Data Analysis - Facet Three
Media and Digital Literacies - Understandings
“… knowledge emerges only through invention and reinvention, the restless, impatient, continuing, hopeful inquiry beings pursue with the world and with others.” Paulo Freire
In this section of the data analysis, I restlessly and hopefully explore facets of participants’ lived experiences in search of an answer to the research question “How do MDL inform or shape practices of teacher educators immersed in OEPr?” For a clearer understanding of conceptions and understandings of media and digital literacies, it may be helpful to review the literature before proceeding (insert link here). The visualization of the interconnections between skills, fluencies, competencies and literacies may also be helpful (insert link to graphic here). First, I share participants’ understandings of MDL concepts. Then I focus on the facets found within the themes of communication, creativity, and criticality. I conclude with a brief summary of the findings generated from the data gatherings.
When prompted to describe media and digital literacies as experienced in their teaching practice, participants portray MDL as multifaceted, complex, and value laden. SH’s response resonates: “I've defined digital literacies, as all of the skills, strategies and mindsets, dispositions required for making meaning and communicating meaning through and with digital tools”. PL defines MDL by separating the terms, with media being the message and digital being the means of communicating the message.

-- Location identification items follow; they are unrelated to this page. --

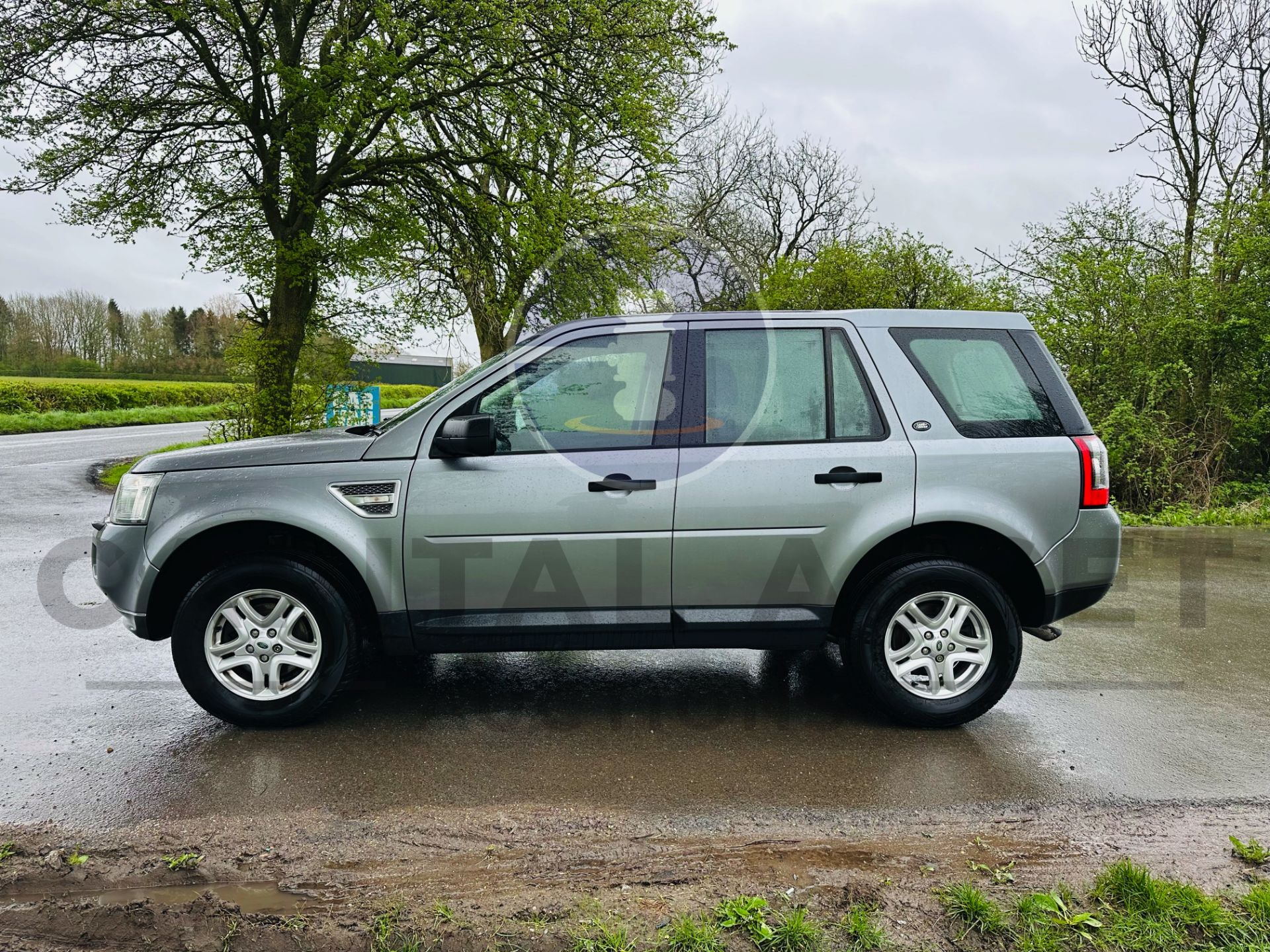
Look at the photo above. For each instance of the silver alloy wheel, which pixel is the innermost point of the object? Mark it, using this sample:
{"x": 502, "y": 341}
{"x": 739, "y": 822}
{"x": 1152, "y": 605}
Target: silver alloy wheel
{"x": 263, "y": 645}
{"x": 939, "y": 645}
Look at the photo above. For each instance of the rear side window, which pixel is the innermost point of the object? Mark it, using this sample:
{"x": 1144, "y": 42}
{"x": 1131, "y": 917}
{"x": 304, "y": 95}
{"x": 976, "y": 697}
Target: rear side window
{"x": 765, "y": 386}
{"x": 982, "y": 381}
{"x": 786, "y": 385}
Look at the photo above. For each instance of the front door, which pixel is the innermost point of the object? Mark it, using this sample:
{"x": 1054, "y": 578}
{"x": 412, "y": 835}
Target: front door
{"x": 563, "y": 537}
{"x": 792, "y": 466}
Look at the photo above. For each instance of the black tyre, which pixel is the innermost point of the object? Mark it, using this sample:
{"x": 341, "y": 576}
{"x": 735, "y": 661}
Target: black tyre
{"x": 935, "y": 643}
{"x": 265, "y": 643}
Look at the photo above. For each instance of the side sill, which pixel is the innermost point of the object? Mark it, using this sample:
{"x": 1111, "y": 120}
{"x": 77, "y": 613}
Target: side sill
{"x": 794, "y": 627}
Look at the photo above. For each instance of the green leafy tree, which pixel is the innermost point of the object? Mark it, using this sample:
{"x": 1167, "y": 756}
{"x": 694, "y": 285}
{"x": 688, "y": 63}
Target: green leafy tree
{"x": 292, "y": 143}
{"x": 117, "y": 329}
{"x": 559, "y": 226}
{"x": 1170, "y": 367}
{"x": 886, "y": 270}
{"x": 8, "y": 325}
{"x": 178, "y": 324}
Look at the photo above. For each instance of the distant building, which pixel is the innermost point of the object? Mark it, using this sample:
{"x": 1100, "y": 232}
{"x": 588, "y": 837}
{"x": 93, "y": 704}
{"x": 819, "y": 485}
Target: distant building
{"x": 404, "y": 368}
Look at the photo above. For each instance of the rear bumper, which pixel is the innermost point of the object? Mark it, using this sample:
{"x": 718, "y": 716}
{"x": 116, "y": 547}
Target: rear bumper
{"x": 1061, "y": 604}
{"x": 1079, "y": 571}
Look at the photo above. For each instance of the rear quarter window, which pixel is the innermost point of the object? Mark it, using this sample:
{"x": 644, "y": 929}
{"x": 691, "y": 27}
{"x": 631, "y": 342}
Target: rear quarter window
{"x": 982, "y": 381}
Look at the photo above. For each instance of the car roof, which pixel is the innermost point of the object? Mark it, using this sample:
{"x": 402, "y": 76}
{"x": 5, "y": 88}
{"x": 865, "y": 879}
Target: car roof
{"x": 861, "y": 317}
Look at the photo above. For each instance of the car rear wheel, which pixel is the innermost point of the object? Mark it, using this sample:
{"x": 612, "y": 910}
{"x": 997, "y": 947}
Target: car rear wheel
{"x": 935, "y": 643}
{"x": 266, "y": 643}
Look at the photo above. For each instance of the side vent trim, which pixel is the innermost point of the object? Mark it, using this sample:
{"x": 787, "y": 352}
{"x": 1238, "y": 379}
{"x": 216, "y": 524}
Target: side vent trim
{"x": 371, "y": 499}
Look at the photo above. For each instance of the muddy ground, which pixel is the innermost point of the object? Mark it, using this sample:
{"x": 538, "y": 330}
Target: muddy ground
{"x": 529, "y": 879}
{"x": 532, "y": 793}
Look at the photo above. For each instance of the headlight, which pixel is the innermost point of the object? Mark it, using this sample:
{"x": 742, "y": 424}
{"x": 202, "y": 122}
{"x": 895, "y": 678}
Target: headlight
{"x": 134, "y": 496}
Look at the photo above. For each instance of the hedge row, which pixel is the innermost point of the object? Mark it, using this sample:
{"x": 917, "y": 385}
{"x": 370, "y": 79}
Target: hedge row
{"x": 21, "y": 395}
{"x": 26, "y": 395}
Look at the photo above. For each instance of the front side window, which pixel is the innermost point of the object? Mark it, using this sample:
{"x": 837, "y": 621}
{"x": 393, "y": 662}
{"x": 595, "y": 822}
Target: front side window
{"x": 600, "y": 393}
{"x": 765, "y": 386}
{"x": 982, "y": 381}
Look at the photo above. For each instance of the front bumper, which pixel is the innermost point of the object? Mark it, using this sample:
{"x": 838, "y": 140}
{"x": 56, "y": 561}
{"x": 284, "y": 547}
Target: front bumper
{"x": 124, "y": 573}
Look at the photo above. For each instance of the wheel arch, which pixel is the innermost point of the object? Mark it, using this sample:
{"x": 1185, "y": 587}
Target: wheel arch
{"x": 984, "y": 549}
{"x": 196, "y": 555}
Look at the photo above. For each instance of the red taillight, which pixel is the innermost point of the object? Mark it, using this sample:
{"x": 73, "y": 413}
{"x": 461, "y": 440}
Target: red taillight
{"x": 1095, "y": 480}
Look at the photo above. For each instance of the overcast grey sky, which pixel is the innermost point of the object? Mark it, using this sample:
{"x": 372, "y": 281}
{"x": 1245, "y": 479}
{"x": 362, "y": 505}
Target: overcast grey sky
{"x": 966, "y": 118}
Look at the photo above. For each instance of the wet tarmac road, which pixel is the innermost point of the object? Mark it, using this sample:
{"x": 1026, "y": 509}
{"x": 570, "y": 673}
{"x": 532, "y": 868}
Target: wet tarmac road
{"x": 1158, "y": 694}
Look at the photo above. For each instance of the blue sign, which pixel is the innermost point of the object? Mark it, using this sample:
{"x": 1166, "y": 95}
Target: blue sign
{"x": 352, "y": 407}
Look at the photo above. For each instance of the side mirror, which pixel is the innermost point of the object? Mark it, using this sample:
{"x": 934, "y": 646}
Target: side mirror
{"x": 465, "y": 436}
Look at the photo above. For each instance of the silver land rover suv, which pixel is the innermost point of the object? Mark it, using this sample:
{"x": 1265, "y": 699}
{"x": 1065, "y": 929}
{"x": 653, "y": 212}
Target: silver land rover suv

The multifaceted and transmedia nature of MDL is evident in participants’ responses, since many include elements of creating and engaging with alternate forms of communication beyond traditional text formats. Complexity within MDL is partly defined and shaped by the tools used and their affordances since “tools/things have some agency” (PL). This complexity can be both opportunity and challenge, as noted in AT’s reflection that “we need to know better how to how to work with that complexity and the layers and how to do all those things at the same time, pull them apart and then put them back together”.
Some expressed belief that MDL involves value-laden judgments and biased decision-making about the intended purpose or audience of materials and productions. Some participants mention the need for a critical stance – “the digital allows you to take it into that productive space with a critical perspective” (AT). The values attached to media and digital tools, strategies, and productions are evident in participants’ expressed competence and dispositions.
The goal of MDL for some of the teacher educators focuses on developing their own skills and competencies, connected to student learning by helping “our teacher candidates develop theirs, so that they in turn, can use digital literacy frameworks, and support their students in developing their digital media literacies” (OW). Some participants mention specific MDL frameworks they use in their teaching practice, including the MediaSmarts framework and the ISTE standards for teachers.